Is VPS worth the extra $'s and limited resources?
November 15, 2011 11:36 AM   Subscribe

Comparing VPS vs. Shared Server performance. Are there some ways to compare server performance on a couple of hosting accounts I have. I'm interested in seeing how much better the VPS account performs and then deciding if that's worth the extra monthly charge. Or the inverse: is the shared server account adequate.

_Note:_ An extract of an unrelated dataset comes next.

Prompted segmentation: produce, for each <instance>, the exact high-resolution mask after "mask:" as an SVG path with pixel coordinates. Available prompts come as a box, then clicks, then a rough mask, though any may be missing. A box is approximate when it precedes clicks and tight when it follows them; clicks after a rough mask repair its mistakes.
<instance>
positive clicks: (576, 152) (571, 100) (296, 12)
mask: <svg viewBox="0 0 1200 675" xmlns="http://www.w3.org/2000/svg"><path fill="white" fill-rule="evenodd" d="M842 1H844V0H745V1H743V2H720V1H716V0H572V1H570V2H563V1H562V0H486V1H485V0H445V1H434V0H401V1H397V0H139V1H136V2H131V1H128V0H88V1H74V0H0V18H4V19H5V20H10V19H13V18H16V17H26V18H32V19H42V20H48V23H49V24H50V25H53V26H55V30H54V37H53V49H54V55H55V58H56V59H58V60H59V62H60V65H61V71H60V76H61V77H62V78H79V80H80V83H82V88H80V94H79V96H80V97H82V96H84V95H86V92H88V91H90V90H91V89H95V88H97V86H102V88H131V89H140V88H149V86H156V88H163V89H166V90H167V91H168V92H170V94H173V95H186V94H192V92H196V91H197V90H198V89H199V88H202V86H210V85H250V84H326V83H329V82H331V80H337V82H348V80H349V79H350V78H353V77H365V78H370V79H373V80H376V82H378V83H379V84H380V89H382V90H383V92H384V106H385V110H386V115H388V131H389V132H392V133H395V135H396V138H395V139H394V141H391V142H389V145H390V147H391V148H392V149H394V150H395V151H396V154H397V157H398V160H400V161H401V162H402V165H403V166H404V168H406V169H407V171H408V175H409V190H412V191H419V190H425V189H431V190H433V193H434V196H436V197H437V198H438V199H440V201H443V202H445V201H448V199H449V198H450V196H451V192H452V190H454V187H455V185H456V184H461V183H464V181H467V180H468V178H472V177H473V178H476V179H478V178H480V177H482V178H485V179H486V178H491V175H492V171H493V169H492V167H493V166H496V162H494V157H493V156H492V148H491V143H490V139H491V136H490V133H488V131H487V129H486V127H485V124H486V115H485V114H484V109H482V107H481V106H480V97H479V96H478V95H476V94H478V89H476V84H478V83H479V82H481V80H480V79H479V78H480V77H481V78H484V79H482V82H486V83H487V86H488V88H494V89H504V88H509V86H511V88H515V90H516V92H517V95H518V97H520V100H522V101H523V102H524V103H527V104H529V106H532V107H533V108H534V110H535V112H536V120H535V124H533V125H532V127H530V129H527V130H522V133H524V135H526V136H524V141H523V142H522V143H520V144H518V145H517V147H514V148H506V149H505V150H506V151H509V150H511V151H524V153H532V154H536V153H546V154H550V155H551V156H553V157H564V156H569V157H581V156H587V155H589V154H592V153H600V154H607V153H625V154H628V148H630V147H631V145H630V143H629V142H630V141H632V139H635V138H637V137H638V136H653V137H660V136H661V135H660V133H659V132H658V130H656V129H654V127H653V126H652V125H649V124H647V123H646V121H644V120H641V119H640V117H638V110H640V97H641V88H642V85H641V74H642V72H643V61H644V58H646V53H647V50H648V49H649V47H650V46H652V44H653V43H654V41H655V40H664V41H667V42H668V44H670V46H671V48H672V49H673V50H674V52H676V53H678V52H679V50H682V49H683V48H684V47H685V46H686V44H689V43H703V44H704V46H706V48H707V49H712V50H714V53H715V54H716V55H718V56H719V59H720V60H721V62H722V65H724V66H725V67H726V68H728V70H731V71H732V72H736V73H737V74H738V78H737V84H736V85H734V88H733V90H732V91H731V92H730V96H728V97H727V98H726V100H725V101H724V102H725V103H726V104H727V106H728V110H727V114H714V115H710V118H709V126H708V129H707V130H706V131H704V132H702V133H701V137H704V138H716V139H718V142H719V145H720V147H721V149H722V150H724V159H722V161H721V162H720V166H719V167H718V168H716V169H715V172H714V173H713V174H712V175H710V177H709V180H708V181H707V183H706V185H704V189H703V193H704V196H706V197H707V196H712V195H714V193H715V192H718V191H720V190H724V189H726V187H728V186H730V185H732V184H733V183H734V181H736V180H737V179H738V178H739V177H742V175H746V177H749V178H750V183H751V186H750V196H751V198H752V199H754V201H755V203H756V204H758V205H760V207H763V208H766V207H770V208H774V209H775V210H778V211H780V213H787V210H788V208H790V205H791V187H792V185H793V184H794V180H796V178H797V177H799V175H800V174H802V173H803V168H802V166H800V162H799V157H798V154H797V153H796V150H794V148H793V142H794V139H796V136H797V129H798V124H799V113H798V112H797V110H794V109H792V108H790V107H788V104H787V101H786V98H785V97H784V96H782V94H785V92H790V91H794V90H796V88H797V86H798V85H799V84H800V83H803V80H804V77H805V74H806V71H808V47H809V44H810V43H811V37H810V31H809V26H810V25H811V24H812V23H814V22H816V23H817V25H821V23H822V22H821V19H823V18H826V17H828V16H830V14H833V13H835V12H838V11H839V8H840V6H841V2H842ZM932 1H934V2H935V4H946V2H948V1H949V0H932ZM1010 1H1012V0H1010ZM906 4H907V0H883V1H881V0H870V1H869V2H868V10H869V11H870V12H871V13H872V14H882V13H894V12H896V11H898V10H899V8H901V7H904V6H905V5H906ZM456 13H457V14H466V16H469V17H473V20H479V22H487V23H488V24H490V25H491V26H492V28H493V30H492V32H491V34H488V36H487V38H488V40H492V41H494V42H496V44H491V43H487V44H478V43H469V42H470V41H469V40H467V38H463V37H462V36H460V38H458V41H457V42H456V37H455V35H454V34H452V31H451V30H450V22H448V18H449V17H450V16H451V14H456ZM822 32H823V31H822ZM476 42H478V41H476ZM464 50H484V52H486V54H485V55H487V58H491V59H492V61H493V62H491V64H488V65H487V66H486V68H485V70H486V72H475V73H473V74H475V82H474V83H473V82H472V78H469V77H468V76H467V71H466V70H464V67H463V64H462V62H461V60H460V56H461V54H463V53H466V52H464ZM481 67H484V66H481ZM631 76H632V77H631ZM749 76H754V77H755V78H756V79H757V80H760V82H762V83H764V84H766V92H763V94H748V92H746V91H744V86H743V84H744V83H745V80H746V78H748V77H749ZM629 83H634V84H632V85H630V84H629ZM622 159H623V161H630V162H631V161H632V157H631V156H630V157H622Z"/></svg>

Ultimately I'd be running a combination of static HTML website and OpenCart shopping on the shared account, or static HTML website on the shared and ShopSite cart software on the VPS account. Also looking to see if dropping the shared account altogether is something to consider.

Thanks,
chuck
posted by humboldt32 to Computers & Internet (5 answers total) 1 user marked this as a favorite
 
Yes it is something to consider. The kinds of things you are running for your site are not likely to be affected by better server performance. Both options are bound by external dependencies for your e-commerce functionality: Paypal or whatever is behind the OpenCart solution, or ShopSite in the other. OC will probably be the higher performance option in general, but it's a more fiddly approach since you'll have to integrate it yourself where I imagine ShopSite is a "upload pix and descriptions, then put buttons on your site" type operation.

For what it's worth, internet-store performance is never a problem for me as a customer, and the biggest frustration with everyday e-commerce sites is that they are organized so poorly using one-size-fits-all software. I've seen far too many Yahoo Stores type sites with categories containing 200 pages of items displayed in an unconfigurable 10 per page. That's when I go to Amazon.
posted by rhizome at 12:28 PM on November 15, 2011 [1 favorite]


Response by poster: Thanks for your feedback on the load estimates of my applications.

Both stores would be custom built with UX in mind. I'm pretty adept with the ShopSite custom templates at this point. I can handle the details and don't need plug-and-play type ease. So that's not really what I'm interested in looking at.

One thing, the VPS account has a paid-for ShopSite license. I'm reluctant to abandon this $500 value too quickly. But the additional monthly cost and limited disk space compared to the Shared Server will be a concern to my client.

I would like to look at some empirical data so that I could judge the value of paying for the VPS.
posted by humboldt32 at 3:01 PM on November 15, 2011


Do you have a site at all anywhere? Or is this all guessing WRT how popular your site may become at some point to be determined in the future?

If you're on a shared host now, benchmark your site. Is it OK? Then don't spend more money. If it isn't, see what code optimization will get you. You might just need more CPU or more RAM or less IO contention. Upgrade your shared plan if it will give you more of what you need. If not, then get a VPS, copy over everything, optimize your web and database servers' configs and benchmark it. Is it better? Keep stepping up VPS plans until you're cool. If you're still in need for more, then you've outgrown a VPS and need to move to colo'ed servers.

As for data, I've posted this several times before: VPS comparison at uggedal.com. How these compare to the billion shared hosts out there is anyone's guess.

Are you asking "what technical tools exist to compare hosts that I have accounts with" or "do I need a VPS"?
posted by Brian Puccio at 5:44 PM on November 15, 2011


Response by poster: Sorry to not be clear. Yes, "what technical tools exist to compare hosts that I have accounts with"? I'm looking for tools and how-to's for doing the benchmarking.

It's just that I have this unused VPS account with licensed software and I'm not sure if it's worth hanging on to it. That, or eat the license and go with shared hosting and opensource cart software.

I appreciate your reply.
posted by humboldt32 at 5:56 PM on November 15, 2011


Another consideration is that shared hosting isn't terribly secure. It has probably gotten better, but several years ago I saw situations where you could access files on another web site if you knew the right path. There are VPS solutions as cheap as $30 out there and the good providers make it easier to scale up when you need it.